RZ350e“Version L”:790万円
RZ500e“Version L”:850万円
RZ550e“F SPORT”:950万円

▲レクサスRZ500e“Version L” 価格:850万円 全長4805×全幅1895×全高1635mm ホイールベース2850mm 車重2070kg 乗車定員5名 一充電走行距離(WLTCモード)579㎞ 交流電力量消費率(WLTCモード)147Wh/km 写真のボディカラーはイーサーメタリック
今回の改良は、走りのコンセプト“The Natural”を徹底的に追求して「Lexus Driving Signature」をさらに深化させたことがトピック。具体的には、バッテリーEVシステムを刷新してモーターの高出力化、航続距離の伸長、充電所要時間の短縮を図るとともに、BEV専用プラットフォーム(e-TNGA)の改良や新四輪駆動力システム「DIRECT4」の進化、音や振動の発生源を抑制する源流対策、次世代の操舵感覚をもたらすステアバイワイヤシステムの採用などを実施して、プレミアムクロスオーバーEVとしての魅力度をいっそう高めている。

▲レクサスRZ350e“Version L” 価格:790万円 全長4805×全幅1895×全高1635mm ホイールベース2850mm 車重1950kg 乗車定員5名 一充電走行距離(WLTCモード)733㎞ 交流電力量消費率(WLTCモード)120Wh/km 写真のボディカラーはソニックカッパー
注目のパワートレインから解説していこう。BEVシステムはバッテリーセルの改良に加え、搭載セル数を増加させた新開発の大容量リチウムイオンバッテリーを採用。総電力量はRZ350eとRZ500eが74.69kWh、RZ550eが76.96kWhを確保する。また、モーターに新設計の2XM型交流同期電動機を搭載し、最高出力167kW(227ps)/最大トルク268Nm(27.3kg・m)へと高出力化。
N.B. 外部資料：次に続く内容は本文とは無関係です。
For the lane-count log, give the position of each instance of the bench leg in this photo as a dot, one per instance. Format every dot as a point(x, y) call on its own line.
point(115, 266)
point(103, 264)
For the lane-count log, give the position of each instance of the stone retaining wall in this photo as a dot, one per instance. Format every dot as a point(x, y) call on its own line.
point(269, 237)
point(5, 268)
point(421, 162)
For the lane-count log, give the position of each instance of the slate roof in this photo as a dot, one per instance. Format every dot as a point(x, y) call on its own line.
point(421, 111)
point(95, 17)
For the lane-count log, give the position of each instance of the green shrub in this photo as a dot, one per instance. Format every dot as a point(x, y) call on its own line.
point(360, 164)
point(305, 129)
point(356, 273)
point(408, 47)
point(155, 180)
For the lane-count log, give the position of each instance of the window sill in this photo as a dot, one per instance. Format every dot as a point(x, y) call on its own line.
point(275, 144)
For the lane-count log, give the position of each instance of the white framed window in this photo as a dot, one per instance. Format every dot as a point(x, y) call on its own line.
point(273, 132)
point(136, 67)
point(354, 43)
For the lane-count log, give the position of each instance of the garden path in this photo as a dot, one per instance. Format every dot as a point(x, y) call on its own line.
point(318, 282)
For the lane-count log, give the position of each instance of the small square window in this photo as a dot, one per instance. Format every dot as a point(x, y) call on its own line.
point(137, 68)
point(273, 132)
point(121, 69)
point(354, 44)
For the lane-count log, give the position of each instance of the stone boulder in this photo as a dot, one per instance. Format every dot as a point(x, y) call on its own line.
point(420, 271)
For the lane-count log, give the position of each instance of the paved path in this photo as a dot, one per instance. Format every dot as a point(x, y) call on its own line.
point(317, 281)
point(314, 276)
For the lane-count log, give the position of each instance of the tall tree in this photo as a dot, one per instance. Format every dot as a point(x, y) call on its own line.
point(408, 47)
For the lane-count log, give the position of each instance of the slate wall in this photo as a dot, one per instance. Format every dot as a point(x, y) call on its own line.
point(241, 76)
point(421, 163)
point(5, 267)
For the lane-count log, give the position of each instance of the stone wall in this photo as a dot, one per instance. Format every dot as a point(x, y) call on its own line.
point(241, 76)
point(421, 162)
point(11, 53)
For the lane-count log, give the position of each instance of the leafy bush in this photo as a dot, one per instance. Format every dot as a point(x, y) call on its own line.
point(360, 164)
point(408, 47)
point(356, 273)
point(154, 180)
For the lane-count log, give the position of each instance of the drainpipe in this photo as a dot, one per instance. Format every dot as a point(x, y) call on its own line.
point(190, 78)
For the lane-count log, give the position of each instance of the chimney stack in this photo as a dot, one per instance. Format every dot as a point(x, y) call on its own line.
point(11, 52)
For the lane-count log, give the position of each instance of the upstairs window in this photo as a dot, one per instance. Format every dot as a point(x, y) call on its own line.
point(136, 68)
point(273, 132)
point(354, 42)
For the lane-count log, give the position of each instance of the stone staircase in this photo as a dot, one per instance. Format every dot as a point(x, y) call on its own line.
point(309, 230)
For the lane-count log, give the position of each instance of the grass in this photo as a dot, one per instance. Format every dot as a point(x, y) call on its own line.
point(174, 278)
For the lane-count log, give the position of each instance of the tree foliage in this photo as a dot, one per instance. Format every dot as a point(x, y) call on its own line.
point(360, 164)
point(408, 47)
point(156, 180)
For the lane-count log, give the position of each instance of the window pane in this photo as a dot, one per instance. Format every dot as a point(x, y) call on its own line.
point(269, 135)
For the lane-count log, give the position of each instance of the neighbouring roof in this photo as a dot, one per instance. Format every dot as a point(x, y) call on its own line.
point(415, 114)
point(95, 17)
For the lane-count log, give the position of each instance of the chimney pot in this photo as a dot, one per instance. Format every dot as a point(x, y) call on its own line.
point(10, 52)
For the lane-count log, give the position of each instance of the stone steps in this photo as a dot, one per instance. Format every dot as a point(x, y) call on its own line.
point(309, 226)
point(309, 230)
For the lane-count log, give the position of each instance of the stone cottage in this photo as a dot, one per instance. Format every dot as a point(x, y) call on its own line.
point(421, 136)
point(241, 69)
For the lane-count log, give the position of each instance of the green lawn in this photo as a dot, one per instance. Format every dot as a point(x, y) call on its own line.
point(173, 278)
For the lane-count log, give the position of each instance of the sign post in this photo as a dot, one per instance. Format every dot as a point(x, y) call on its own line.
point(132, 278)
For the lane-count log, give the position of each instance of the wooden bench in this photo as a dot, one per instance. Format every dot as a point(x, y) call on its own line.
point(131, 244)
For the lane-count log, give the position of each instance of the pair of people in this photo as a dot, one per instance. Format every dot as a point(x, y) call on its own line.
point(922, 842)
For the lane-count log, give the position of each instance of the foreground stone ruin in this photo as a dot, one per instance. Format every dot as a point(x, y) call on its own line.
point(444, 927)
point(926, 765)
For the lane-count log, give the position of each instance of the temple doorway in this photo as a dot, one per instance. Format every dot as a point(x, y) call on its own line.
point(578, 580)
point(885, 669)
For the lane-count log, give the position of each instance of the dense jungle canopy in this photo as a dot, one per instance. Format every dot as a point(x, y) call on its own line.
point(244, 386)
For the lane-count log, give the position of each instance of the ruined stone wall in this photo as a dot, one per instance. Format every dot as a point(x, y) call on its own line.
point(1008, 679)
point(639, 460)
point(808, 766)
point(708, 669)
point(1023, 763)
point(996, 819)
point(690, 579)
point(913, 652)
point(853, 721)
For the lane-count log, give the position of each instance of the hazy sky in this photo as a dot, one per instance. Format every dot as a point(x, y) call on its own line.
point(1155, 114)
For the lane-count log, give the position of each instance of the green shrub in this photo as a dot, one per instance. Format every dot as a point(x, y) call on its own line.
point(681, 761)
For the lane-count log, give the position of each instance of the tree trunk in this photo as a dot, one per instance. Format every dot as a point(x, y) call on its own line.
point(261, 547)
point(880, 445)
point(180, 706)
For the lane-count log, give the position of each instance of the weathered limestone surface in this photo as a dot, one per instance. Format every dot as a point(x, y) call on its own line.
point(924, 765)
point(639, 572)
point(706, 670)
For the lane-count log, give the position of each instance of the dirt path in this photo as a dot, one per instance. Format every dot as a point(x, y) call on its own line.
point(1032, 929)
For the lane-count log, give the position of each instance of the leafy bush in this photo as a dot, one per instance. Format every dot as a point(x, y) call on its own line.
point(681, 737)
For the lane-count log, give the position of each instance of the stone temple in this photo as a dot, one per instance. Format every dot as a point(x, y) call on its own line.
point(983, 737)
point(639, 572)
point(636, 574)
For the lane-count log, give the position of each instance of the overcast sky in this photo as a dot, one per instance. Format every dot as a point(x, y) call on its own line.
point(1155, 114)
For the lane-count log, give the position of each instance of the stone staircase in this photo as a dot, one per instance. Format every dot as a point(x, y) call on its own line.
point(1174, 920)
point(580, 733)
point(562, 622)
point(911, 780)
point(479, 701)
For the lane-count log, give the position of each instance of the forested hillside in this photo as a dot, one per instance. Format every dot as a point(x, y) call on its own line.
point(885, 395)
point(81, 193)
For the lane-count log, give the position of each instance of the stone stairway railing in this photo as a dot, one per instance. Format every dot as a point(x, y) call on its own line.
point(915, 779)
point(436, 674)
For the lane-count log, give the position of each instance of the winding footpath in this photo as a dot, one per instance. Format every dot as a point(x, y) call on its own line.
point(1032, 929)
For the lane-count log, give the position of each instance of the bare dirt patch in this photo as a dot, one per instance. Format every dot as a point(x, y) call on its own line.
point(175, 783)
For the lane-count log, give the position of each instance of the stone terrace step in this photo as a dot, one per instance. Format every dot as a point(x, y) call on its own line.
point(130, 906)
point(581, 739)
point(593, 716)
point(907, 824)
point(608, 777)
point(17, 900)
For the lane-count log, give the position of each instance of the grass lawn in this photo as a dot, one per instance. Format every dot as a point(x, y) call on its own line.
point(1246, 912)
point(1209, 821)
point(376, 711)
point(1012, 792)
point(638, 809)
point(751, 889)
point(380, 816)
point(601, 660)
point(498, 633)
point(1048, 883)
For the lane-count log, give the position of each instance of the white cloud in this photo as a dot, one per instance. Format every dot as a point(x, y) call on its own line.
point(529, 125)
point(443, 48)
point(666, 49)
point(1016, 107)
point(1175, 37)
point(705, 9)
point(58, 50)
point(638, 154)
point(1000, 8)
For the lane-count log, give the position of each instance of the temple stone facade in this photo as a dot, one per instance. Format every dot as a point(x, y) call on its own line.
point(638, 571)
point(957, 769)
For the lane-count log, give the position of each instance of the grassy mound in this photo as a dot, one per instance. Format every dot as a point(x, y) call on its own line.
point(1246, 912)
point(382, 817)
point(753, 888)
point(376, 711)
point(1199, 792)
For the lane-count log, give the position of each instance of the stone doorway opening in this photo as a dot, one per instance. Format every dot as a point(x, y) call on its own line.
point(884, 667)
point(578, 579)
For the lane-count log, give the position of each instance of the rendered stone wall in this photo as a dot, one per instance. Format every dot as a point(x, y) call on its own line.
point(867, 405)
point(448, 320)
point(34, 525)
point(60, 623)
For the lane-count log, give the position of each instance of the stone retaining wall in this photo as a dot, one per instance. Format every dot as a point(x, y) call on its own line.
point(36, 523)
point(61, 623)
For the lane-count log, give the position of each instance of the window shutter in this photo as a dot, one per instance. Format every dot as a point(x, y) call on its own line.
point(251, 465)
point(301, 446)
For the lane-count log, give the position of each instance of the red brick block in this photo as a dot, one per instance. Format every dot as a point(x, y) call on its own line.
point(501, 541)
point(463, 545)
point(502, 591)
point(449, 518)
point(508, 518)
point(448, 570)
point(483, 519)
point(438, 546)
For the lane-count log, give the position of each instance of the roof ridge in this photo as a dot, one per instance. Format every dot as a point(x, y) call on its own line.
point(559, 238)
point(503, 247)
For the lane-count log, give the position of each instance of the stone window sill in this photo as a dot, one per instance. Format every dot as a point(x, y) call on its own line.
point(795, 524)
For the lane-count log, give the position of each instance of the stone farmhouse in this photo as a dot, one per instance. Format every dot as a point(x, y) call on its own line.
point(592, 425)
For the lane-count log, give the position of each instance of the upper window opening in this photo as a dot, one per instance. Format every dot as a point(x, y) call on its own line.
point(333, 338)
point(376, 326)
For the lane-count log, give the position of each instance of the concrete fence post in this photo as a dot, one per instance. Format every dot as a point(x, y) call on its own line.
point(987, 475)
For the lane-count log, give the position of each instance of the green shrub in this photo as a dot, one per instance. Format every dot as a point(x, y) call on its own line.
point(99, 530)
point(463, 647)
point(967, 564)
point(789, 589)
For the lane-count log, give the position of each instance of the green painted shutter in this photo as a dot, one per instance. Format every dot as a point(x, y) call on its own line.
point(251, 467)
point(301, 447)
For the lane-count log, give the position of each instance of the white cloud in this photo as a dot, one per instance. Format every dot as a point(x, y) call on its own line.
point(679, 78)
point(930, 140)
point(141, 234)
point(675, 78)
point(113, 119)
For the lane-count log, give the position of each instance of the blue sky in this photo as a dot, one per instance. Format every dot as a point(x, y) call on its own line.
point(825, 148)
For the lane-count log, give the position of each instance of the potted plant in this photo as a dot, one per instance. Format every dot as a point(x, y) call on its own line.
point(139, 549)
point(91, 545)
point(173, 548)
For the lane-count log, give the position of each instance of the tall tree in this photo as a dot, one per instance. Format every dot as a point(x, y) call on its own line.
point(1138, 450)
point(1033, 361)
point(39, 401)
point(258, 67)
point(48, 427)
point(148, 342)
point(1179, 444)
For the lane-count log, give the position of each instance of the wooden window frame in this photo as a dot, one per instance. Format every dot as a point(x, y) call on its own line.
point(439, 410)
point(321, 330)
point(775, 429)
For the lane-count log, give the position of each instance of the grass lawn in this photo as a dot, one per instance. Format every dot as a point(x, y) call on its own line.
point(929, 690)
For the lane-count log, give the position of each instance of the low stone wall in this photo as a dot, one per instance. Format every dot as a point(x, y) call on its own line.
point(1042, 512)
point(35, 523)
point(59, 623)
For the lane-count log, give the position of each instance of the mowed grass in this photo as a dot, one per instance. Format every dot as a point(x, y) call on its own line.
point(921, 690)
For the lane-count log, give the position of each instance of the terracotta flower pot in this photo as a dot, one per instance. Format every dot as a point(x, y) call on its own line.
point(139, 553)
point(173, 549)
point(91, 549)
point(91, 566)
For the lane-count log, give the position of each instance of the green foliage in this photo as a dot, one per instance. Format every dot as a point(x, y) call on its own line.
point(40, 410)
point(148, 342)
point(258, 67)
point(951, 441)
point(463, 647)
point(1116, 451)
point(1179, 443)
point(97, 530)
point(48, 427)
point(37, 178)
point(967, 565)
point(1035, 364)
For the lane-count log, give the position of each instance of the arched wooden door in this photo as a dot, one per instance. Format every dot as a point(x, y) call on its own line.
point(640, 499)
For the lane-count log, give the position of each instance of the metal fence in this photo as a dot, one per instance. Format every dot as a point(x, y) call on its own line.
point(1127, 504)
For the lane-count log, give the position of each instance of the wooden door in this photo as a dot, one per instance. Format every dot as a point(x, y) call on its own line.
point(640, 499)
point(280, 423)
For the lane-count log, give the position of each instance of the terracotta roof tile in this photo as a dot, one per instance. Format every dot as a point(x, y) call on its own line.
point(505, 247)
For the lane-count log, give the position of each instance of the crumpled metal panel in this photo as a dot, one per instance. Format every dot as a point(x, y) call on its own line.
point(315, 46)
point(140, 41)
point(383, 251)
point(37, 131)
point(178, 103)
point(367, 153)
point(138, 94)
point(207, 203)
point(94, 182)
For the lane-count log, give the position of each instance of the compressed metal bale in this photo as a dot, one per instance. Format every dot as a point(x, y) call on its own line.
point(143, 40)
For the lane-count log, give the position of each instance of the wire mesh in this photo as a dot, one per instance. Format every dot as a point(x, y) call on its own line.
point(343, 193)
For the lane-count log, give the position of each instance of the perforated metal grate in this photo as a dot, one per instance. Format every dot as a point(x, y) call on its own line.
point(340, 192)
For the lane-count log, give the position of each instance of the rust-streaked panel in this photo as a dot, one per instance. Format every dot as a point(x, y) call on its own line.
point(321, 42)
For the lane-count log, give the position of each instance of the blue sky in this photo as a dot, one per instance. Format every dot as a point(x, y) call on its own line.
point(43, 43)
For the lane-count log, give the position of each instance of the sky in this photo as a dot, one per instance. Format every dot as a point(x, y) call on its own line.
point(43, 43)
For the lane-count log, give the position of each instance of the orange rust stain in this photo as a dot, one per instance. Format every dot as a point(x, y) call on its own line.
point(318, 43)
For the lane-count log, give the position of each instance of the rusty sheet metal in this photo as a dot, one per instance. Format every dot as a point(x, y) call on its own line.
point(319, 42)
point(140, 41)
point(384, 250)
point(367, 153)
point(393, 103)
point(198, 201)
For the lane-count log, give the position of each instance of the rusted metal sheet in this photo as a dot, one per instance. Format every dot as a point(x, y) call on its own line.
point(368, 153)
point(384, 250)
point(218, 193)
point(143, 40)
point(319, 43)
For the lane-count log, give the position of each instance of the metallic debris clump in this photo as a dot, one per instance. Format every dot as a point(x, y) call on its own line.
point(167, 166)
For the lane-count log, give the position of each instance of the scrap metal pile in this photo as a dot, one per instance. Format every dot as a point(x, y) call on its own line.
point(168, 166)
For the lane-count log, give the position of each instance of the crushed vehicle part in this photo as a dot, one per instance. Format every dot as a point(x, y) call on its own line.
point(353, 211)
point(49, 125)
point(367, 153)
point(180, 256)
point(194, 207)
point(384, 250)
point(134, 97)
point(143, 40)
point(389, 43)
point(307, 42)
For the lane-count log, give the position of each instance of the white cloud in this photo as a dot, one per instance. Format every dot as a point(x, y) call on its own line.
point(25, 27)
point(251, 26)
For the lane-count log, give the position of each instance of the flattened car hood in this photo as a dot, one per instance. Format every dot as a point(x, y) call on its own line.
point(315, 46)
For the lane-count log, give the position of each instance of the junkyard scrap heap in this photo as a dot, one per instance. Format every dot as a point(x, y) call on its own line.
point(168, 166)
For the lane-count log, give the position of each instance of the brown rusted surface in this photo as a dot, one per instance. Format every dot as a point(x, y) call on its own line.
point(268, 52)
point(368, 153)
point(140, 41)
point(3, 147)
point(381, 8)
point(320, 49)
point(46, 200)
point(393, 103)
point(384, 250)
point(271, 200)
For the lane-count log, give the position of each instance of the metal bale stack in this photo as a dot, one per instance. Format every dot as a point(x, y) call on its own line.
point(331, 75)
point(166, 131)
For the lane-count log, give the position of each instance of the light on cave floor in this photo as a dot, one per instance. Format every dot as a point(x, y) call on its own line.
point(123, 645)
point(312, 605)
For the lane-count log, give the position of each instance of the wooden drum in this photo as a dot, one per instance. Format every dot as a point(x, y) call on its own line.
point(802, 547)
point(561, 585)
モーター自体はRZ500eおよびRZ550eに前後(AWD)、RZ350eに前のみ(FWD)配備し、システム最高出力はRZ550eが300kW(407.8ps)、RZ500eが250kW(339.9ps)、RZ350eが165kW(224.3ps)を実現した。さらに、インバーターの効率を高めた新型のe Axleを組み合わせることで、全開加速性能と最高速性能を高めるとともに、中間加速においてもより伸び感のある爽快な走りを達成。0→100km/h加速はRZ550eが4.4秒、RZ500eが5.3秒、RZ350eが7.5秒を成し遂げる。BEVシステムおよび大容量リチウムイオンバッテリーの冷却に水冷式を採用して、高い動力性能に寄与させたことも訴求点である。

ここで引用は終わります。